I’m so frustrated. My heart is pounding after literally running back to my hotel room prevent a stranger from following me and who knows what else. Why does this keep happening? Why don’t men ever seem to take a goddamn hint?

Around 10:45pm I walked from my hotel to a nearby restaurant to catch their late night happy hour. To sit quietly, have a drink and some food, and to read a bit. The hostess sat me at the bar, which I didn’t request, but as a single diner wasn’t anything unexpected and wasn’t a problem.

It was colder inside than it was outdoors in the late night Las Vegas summer heat. I noticed the man two barstools down (a social distancing sign kept the space open between us) checking me out as I pulled my hoodie back on. I was completely dressed down, in a tank top and jeans, and thankfully now an additional layer, along with a baseball cap. No makeup, no fuss, just out for a quiet night alone.

I ordered a Newcastle ale, only $4 on happy hour. The man to my right who had eyed me a few minutes before said, “Guiness is great, huh?” and I told him, no, a bit dark for me, I was having a Newcastle. I smiled and opened my book.

I was all smiles for that first half an hour or so as the bartenders were kind enough to suggest substitutions to make my tostones meatless and cheeseless. The staff were really wonderful, but internally I could already feel the slow hum of alarm bells about the stranger next to me. I didn’t know how many drinks he’d had, but I could see him continue looking over at me, looking for an opening.

He asked, “What are you reading?” and I told him it was No Logo by Naomi Klein. It’s anti-capitalist, I said simply, and I’ve got a lot of work to do! I gestured at the thick stack of pages I had yet to read. I looked again at the page I was reading, and he kept on at it. “Where did you go to school?” and “Where are you from?” and “Where are you staying?” I answered most of his questions, but at that last one I gave the vague answer of “just up the road” and quickly changed the subject by asking him something.

I don’t know how men (yes, some men, but many — if not most — in my experience) are so oblivious to signals that they are making a woman uncomfortable when they ask dozens of prying questions. Particularly at night, and particularly when the woman is alone. Are they truly unable to put themselves in that woman’s shoes and realize that being asked where you are staying and did you walk here will likely be interpreted as threatening, not friendly, before any kind of rapport has been mutually entered into?

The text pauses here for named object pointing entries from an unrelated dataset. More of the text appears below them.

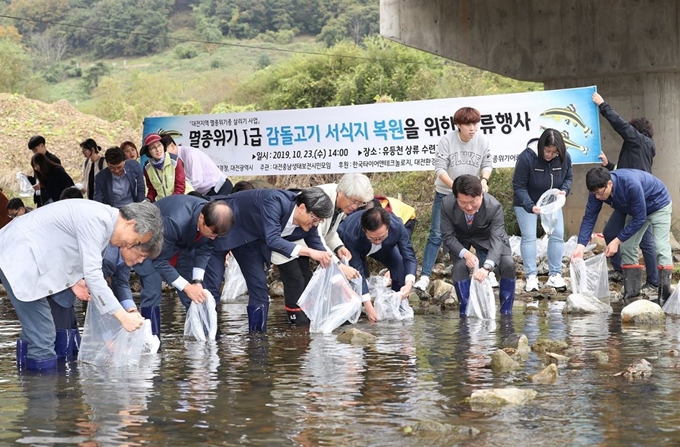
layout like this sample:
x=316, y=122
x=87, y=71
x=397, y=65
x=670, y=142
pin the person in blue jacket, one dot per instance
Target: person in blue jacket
x=190, y=225
x=378, y=234
x=545, y=164
x=120, y=182
x=268, y=220
x=637, y=152
x=647, y=201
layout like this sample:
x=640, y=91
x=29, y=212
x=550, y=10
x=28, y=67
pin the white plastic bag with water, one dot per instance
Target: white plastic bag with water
x=481, y=303
x=234, y=282
x=590, y=276
x=672, y=304
x=550, y=203
x=106, y=343
x=25, y=187
x=201, y=322
x=329, y=300
x=388, y=304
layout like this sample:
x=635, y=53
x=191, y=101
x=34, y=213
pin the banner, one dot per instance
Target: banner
x=400, y=136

The alarm bells were getting louder. He told me he was staying with his sister, who lives here. He is from Seattle. “We should go and hang out after this,” he said. “Let me buy your drink for you,” he said. I said no, thank you. “Do you have Facebook?” he asked. I hesitated, then nodded. I pulled out my phone and added him. I’ve always been bad at saying no to questions and requests which seem harmless, until they begin to stack up into something unwanted and I realize I need to stop being so accommodating to people I don’t even know and don’t want to know.

He looked at my Facebook page on his phone and said my name aloud, seemingly satisfied for the moment, then asked how long I would be in town. I told him I was checking out Saturday, and he got excited, saying he was here until Monday and insisting again that we get together to hang out.

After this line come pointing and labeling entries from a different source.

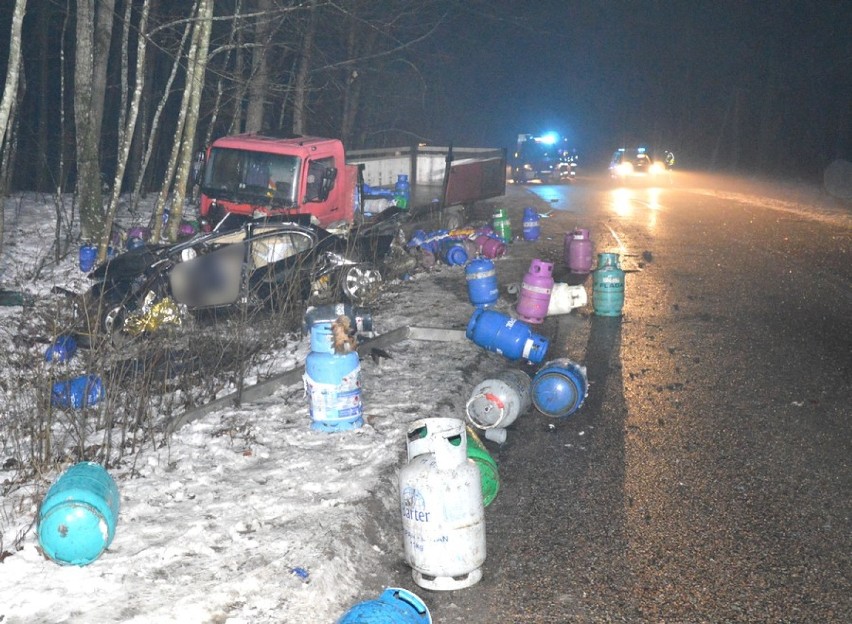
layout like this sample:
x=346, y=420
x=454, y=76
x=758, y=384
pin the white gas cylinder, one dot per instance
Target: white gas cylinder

He got up to use the bathroom and in a panic I realized there was no one behind the bar to close me out so I could make a quick exit. I flagged someone down and managed to get the bill signed just as I saw him coming back. My to-go box arrived a few seconds later and as he sat down, he repeated a prior question. “So where are you staying?” I’d had enough.

I was very clearly flustered now and told him his questions were making me uncomfortable. I told him he was asking me too many questions, and he threw his hands up as if this was news to him and apologized. That was a good start, since he might have just called me a bitch, but I still felt unsafe and sure that he would follow me if he got the chance, since we had established we’d both come here on foot.

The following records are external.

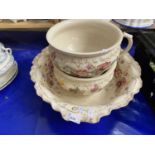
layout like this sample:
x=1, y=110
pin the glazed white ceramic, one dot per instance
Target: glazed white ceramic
x=84, y=86
x=118, y=93
x=135, y=23
x=85, y=48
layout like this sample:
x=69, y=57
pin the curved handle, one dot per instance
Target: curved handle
x=129, y=37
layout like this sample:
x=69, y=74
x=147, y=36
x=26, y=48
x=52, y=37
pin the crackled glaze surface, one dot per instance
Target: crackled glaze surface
x=118, y=93
x=86, y=48
x=86, y=66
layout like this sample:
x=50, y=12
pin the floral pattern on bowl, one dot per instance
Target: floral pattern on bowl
x=86, y=108
x=86, y=66
x=84, y=86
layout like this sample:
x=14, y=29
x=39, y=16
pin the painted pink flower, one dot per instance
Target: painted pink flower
x=95, y=88
x=103, y=66
x=81, y=72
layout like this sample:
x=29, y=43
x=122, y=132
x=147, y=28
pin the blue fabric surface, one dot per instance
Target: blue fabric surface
x=23, y=112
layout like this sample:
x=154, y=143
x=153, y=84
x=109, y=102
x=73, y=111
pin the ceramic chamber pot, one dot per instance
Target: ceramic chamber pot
x=85, y=48
x=84, y=86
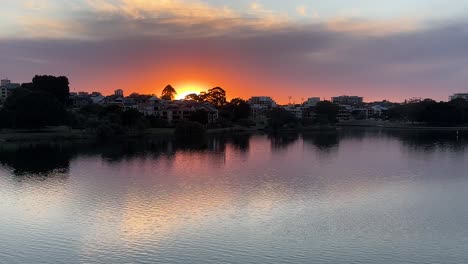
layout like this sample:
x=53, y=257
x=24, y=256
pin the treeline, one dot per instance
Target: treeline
x=37, y=104
x=430, y=112
x=45, y=102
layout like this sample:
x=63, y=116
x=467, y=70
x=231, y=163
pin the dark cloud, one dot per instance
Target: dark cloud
x=306, y=60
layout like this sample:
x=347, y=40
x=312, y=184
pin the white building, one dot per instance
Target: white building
x=297, y=111
x=265, y=101
x=347, y=100
x=459, y=96
x=311, y=102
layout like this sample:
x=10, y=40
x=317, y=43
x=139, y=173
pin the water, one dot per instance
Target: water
x=355, y=196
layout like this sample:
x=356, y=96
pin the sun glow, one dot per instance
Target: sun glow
x=184, y=90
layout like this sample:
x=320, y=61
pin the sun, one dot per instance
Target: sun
x=184, y=90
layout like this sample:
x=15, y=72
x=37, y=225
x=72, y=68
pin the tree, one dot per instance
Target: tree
x=57, y=86
x=168, y=93
x=194, y=97
x=216, y=96
x=326, y=112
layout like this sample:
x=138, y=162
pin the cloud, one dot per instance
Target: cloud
x=127, y=43
x=302, y=10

I suddenly grew angry at myself when I noticed I felt sympathetic toward him and wanted to also apologize and reiterate that I just wanted to have a quiet night alone (yes, I’d already told him that) and that it was nothing personal. I wanted to give him the benefit of the doubt. I wanted to assume that this wasn’t a pattern and that it hadn’t led to other girls being put in situations that they weren’t equipped as I was to extricate themselves from. I managed to simply say, “Have a good night,” to both him and the bartenders as I got up and left.

Although I clearly need to work on shutting down this type of conversation before it gets past a few sentences, I still don’t know how to reconcile that desire to be blunt about my lack of interest with my stronger desire to be polite. It doesn’t feel like it should be my job to explain to a man that when my face is buried in a book, or stuffed with food, I’m clearly not there to chat. But it seems that even if I do say, more or less, “I’m not really here to chat,” or “I’m just here to read,” or “No, thanks, I’m doing my own thing tonight,” the message doesn’t get through anyway.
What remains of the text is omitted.